Secret sexy drawings by Branwell Brontë will be revealed at the first exhibition ever to focus exclusively on the wayward brother of the three literary sisters.

“Sex Drugs and Literature — the infernal world of Branwell Brontë” charts the tragic and sometimes scandalous life of the man who died a drunken wreck, aged 31.

It is to be launched next Saturday, at the Parsonage Museum, in Haworth, and will run until June 1, 2011.

It reveals the hidden decadent side of his life, both at his home at the parsonage and when working away for two short periods.

Research for the exhibition has unearthed faintly drawn indecent pencil sketches of figures on the back of a finished drawing.

It also charts his failed affairs and possible fathering of an illegitimate child.

The exhibition has been put together by the Brontë Parsonage Museum’s collections manager, Ann Dinsdale, and her staff.

She said: “On the back of a finished drawing there are small figures that look like scenes of decadence.

“We think that Branwell might have been in the habit of making sketches of indecent behaviour and this one has survived — other artists have done the same.

“He was a tragic failure in many ways. His father and sisters had great expectations of him but they never materialised and he died an alcoholic and addicted to opium.

“Perhaps one of the most pathetic episodes was a last note to his friend, John Brown, who lived in the village, written just before he died asking him if he could get hold of five pence worth of gin. It’s a scrawled and ill-spelled note and very sad when you consider what expectations they had for him.”

Branwell would illustrate some of his letters with drawings showing himself as a corpse or a drunken man, she added.

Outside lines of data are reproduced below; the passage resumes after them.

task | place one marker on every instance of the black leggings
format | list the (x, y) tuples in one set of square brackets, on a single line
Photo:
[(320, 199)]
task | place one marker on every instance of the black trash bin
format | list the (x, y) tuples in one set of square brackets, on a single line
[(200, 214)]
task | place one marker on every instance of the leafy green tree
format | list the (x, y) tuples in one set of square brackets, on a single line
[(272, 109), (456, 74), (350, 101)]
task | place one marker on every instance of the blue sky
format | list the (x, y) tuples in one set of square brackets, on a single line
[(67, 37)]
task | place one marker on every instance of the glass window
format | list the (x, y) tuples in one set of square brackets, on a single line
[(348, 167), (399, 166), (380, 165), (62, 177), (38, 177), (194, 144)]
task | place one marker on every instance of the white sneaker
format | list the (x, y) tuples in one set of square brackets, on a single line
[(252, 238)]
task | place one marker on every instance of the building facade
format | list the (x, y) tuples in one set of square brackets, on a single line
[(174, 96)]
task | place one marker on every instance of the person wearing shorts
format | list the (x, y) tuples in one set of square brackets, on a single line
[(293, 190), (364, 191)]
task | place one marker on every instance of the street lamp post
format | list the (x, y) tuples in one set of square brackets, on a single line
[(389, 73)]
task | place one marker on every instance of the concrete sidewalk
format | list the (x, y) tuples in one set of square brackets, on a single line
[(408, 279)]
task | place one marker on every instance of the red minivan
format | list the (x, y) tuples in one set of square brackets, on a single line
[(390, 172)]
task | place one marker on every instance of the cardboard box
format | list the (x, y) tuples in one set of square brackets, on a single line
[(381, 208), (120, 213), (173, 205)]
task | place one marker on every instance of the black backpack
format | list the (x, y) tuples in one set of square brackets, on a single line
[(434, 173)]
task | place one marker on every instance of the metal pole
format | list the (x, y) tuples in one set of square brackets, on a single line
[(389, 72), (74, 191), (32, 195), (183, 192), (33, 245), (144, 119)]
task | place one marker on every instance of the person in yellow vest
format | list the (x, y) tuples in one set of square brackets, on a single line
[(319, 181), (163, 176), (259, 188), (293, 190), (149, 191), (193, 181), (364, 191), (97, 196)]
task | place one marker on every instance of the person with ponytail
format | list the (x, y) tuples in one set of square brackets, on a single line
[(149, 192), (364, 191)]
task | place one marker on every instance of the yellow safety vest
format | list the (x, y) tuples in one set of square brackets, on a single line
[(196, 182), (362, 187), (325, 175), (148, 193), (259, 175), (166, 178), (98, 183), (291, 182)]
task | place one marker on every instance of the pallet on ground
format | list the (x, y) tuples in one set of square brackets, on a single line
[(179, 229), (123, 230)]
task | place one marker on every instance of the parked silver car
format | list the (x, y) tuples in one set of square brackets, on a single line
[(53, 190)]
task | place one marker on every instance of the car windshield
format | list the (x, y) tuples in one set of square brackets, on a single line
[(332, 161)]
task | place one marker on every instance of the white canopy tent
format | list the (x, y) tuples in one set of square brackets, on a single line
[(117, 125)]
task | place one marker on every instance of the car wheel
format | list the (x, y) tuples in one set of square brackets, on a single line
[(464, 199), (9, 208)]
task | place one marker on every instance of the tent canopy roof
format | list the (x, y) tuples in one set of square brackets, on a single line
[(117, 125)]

As his sisters worked on their novels, Branwell failed to hold down the profession as a portrait painter in Bradford and was dismissed in disgrace from a job as a tutor after an alleged affair with his boss’s wife. There was also a scandalous story that during employment in the Lake District he had an affair with a servant girl and fathered a child.

And he failed to hold down paid work, being sacked as a railway clerk for the Leeds and Manchester Railway. “You can see that as the girls went on to pen these fantastic novels, he ended up a sad alcoholic who achieved nothing,” said Mrs Dinsdale. Much of the archive about Branwell had come from the HH Houston collection, which had been donated by the American collection in the early years of the last century, she added.

Branwell died in September 1848 followed by his sister Emily, aged 30, in December and sister Anne, 29, in May 1849. Charlotte died in pregnancy in March 1855, aged 38.